A Certain Call

Posted: April 10, 2007 in Bureauacracy, Discrimination, Homeless Shelters, Homelessness, Misconceptions

One thing that all people share in common is the call of nature.

When it beckons there is really nothing you can do but respond the best you can. Sometimes the call is a slight whisper. At other times the call is nothing short of an extremely loud shout. And regardless of where, when and how it comes – you have to respond. For a homeless person, this can present its own set of problems.  

Unlike members of the main stream community, a homeless person doesn’t have many options available when it comes to having to find a bathroom. If the person is at the Prado Day Center, they can use the bathrooms there. In the evening, there’s the night shelter. It’s during the rest of the day that creates the challenge.

Non-homeless people often wonder why homeless people seem to "hang out" in certain areas of town more than in others. Many times, it’s the need to have easy access to a restroom. Public parks, for this reason, tend to draw homeless persons. Also, public parks are a place where the homeless can remain for longer periods of time without drawing undue attention to themselves. Shopping centers, because of their multiple stores and shops, draw their share of homeless people, as do fast food restaurants – all because of bathroom facilities.

In the downtown area, the homeless can use the public bathrooms at City Hall, Mondays through Friday (excluding holidays). Tuesday through Saturday, they can use the bathrooms in the SLO Public Library (again, excluding holidays). On Sundays, they use the bathrooms at the Mission Plaza. Other than that, there are simply not many other places in the downtown area where a homeless person can find a restroom they can use. The downtown area businesses are not overly fond of allowing the homeless to use their bathrooms and use the excuse that their bathrooms are for customers.

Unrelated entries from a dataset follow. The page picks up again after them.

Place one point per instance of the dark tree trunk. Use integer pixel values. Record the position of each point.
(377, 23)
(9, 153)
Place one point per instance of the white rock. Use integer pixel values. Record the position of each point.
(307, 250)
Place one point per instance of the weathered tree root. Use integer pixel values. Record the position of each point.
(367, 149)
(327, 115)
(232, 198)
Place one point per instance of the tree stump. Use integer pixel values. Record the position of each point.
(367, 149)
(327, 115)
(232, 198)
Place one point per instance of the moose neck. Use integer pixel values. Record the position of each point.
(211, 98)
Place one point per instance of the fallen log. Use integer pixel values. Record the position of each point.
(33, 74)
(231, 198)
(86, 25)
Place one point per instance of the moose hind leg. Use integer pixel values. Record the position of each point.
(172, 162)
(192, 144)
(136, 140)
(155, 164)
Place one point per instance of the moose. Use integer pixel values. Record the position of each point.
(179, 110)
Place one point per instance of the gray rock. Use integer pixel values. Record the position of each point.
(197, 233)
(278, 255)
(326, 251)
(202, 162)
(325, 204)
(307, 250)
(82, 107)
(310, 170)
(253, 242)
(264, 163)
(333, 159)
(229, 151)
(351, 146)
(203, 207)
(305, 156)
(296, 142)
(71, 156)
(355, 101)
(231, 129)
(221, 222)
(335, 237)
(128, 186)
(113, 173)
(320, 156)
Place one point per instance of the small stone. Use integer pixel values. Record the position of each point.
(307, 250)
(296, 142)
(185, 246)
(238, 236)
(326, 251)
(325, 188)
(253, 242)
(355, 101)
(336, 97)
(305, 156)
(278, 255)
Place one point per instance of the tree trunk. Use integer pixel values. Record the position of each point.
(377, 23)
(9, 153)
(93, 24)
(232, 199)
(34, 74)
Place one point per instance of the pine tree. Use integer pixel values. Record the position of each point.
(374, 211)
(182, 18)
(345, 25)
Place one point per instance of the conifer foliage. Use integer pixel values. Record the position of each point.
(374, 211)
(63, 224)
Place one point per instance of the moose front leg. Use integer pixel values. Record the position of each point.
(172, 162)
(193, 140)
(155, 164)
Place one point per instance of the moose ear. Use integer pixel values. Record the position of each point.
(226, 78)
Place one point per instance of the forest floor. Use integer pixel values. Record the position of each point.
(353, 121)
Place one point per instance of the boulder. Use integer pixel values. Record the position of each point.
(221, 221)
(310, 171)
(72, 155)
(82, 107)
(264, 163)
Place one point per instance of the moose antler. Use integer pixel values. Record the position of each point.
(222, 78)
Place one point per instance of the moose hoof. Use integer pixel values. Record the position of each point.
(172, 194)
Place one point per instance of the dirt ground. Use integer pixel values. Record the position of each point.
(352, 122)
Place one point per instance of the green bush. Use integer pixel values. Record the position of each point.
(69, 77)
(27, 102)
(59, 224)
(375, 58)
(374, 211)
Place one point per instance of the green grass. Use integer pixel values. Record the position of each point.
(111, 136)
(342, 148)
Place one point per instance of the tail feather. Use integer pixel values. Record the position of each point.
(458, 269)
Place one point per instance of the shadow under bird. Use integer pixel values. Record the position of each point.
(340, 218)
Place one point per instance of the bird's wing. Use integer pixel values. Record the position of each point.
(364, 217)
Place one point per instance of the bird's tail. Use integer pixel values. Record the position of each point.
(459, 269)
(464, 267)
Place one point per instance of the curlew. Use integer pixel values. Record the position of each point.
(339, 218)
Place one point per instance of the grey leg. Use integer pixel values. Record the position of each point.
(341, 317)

I was reading some SLO Tribune archives on the Internet a week or two ago and came across an article from 1990-something that mentioned a public bathroom on the 100 block of Broad Street. The facility had been opened for less than 6 months before it was closed. The reason cited for its closure was that the homeless were defacing the building with graffiti and loitering in the immediate area. The local area businesses complained that having all of those homeless people just hanging about was bad for business.

The archive didn’t have any photographs so I have no idea what type of graffiti it was or what it looked like.

First, I wondered if the graffiti had been done by local homeless or transient homeless (homeless people who travel from one city to another on a type of "circuit"). Then I began wondering if it was indeed the homeless who had been doing the graffiti, or if it was the work of "taggers."

The bathroom is still there, but it’s locked up tighter than a drum and is of no use to anyone. Yet the local area businesses are the ones who scream the loudest that the homeless are urinating and defecating in public.

Perhaps the city should do a serious re-think about whether or not they should re-open that bathroom. Since there are police in the area that are on foot patrol in the downtown area – how hard would it be to have them keep an eye on the place to make sure no one does anything unsavory to or near that bathroom?

I’m quite certain there is a solution that is amicable to everyone. The sad part is that no one wants to take the time to really find it. Everyone wants problems to be addressed, but no one wants to put forth the effort needed. Instead everyone wants a "quick fix" and, subsequently these quick fixes are nothing more than knee jerk reactions. They address only the symptom and do nothing to correct the underlying problem.